India-Japan business ties are at an all-time high
FDI inflow from Japan rose to $4.7 billion at the end of 2016-17 from $1.7 billion in 2013-14, shortly before Narendra Modi took over as prime minister
New Delhi: R .C. Bhargava, chairman of India’s largest car maker Maruti Suzuki India Ltd, fondly recounts meetings between business delegates from India and Japan over lunch with Indian prime minister Narendra Modi and his Japanese counterpart Shinzo Abe during their visits to India and Japan.
“Such gestures gave a lot of importance to the business communities of both the countries,” said Bhargava, who is a member of the India-Japan business forum. “In those meetings, both the leaders met all the delegates individually and listened to their issues.”
Bhargava was instrumental in forging a joint venture between the then Maruti Udyog Ltd and Suzuki Motor Corp. in 1983 when the Indian government wanted to build a people’s car —Maruti 800.
He thinks relations between the countries are now warmer than ever. “Earlier, I don’t think there was the same level of closeness, even during the regime of Dr. Manmohan Singh and his Japanese counterpart. It is a very high point for India and Japan,” he added.
Foreign direct investments (FDI) from Japanese companies in India put Bhargava’s observations in perspective. FDI from Japan, which was at $150 million in 2000-01, reached $5.5 billion in 2007 because Japan’s Daiichi Sankyo Co. Ltd acquired Ranbaxy Laboratories. Japanese investments started to decelerate in the following years and stood at $1.71 billion in 2013-14, shortly before Modi took over as prime minister. But after that, there has been a phenomenal surge. At the end of 2016-17, FDI inflow from Japan rose 80% to $4.7 billion from a year earlier, according to data provided by the Indian embassy in Tokyo.
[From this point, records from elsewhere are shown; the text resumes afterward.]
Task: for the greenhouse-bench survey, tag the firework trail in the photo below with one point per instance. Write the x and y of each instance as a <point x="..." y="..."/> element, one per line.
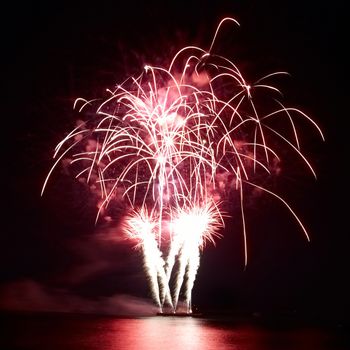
<point x="171" y="143"/>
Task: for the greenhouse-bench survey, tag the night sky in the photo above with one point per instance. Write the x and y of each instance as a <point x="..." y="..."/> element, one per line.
<point x="53" y="257"/>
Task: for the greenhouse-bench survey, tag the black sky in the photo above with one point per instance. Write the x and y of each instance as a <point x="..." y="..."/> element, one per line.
<point x="54" y="52"/>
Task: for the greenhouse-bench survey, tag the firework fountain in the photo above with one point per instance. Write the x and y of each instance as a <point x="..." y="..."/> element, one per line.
<point x="169" y="143"/>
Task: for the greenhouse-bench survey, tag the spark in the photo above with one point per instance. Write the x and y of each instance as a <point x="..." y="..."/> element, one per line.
<point x="173" y="143"/>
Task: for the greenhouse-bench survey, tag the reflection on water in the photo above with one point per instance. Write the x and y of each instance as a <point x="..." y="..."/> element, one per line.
<point x="53" y="332"/>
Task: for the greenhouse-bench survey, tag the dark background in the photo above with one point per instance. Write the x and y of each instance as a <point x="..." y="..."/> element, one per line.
<point x="53" y="257"/>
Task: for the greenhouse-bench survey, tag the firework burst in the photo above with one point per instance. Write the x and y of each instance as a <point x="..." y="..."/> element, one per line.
<point x="171" y="143"/>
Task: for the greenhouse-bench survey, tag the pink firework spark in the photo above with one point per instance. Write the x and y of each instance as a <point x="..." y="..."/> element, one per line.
<point x="166" y="141"/>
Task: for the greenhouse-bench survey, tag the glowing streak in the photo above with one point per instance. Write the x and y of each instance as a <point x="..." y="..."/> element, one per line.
<point x="172" y="143"/>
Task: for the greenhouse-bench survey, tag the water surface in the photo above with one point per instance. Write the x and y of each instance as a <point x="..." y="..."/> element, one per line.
<point x="86" y="332"/>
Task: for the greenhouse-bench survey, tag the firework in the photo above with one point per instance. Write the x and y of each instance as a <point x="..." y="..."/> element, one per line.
<point x="172" y="143"/>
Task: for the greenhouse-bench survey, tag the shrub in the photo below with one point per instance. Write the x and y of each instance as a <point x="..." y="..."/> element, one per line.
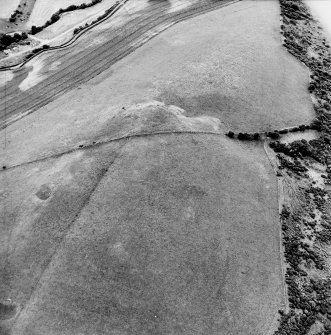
<point x="230" y="134"/>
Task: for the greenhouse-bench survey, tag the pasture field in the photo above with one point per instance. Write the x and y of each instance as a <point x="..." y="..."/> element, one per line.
<point x="156" y="234"/>
<point x="131" y="230"/>
<point x="7" y="7"/>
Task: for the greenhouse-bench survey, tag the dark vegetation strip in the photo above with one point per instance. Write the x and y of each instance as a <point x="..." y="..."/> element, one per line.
<point x="307" y="275"/>
<point x="77" y="33"/>
<point x="106" y="141"/>
<point x="90" y="64"/>
<point x="271" y="134"/>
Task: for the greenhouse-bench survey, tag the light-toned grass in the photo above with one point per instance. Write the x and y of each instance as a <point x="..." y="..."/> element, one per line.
<point x="44" y="9"/>
<point x="73" y="19"/>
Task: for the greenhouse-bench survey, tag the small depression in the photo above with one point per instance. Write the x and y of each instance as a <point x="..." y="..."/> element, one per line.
<point x="44" y="192"/>
<point x="307" y="135"/>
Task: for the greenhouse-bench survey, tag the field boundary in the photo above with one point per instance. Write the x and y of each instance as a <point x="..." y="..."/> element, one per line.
<point x="68" y="43"/>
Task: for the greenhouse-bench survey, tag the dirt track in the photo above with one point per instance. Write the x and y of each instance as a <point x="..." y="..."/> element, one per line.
<point x="80" y="67"/>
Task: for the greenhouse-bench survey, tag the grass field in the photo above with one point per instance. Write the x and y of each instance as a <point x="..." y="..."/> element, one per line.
<point x="151" y="235"/>
<point x="69" y="20"/>
<point x="44" y="9"/>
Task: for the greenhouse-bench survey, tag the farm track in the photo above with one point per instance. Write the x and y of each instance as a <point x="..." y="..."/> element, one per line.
<point x="80" y="69"/>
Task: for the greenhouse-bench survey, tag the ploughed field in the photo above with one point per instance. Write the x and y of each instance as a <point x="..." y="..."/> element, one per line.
<point x="123" y="215"/>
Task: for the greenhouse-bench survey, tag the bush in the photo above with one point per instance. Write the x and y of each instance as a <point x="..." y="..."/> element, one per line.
<point x="230" y="134"/>
<point x="273" y="134"/>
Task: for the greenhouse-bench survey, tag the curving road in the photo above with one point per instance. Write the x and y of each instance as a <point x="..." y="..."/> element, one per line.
<point x="81" y="62"/>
The number of Japanese firms in India has been rising in recent years. As of October 2016, there were 1,305 Japanese firms registered in India, an increase of 76 (6%) from 2015. These companies had 4,590 business establishments operating in India, an increase of 173 or (3%) from 2015.
Despite the increase, Japanese FDI in India remains small compared to Japan’s total outward FDI. In terms of cumulative FDI inflows into India, Japan is now India’s third largest source.
According to the Confederation of Indian Industry (CII), as much as 48% of Japanese investment has gone into the auto sector and the rest in sectors such as metals, financial services, chemicals, transport, chemical and information technology.
Bharat Kaushal, managing director of Hitachi India and former chairman of Sumitomo Mitsui Banking Corp. (SMBC), is bullish. “Over the years, economic engagement has transitioned from G2G (government to government) to more cross border inorganic engagement of part stake and full stake. The private sector in Japan is keen to invest in a growing economy like India, and these investments are already 13-14% by volume. This is a good opportunity for India to leverage Japanese technology to move up in the value chain of industrial and digital activity,” Kaushal said.
According to a CII presentation, which Mint has reviewed, as many as 15 large Japanese firms plan to enter India. These include Sojitz Corp., Tokyo Century Lease and Kawasaki Heavy Industries.
CII looks at Japan as a “potential hub for investment promotion” and it is aiming at “Japanese companies for investment in India”.
“Japanese investment in India is growing but I am not sure how much of this investment is in manufacturing as such. It has come into IT and pharma, how much has come into manufacturing... I am not sure. Suzuki’s investment is only such known thing in manufacturing,” Bhargava summed up.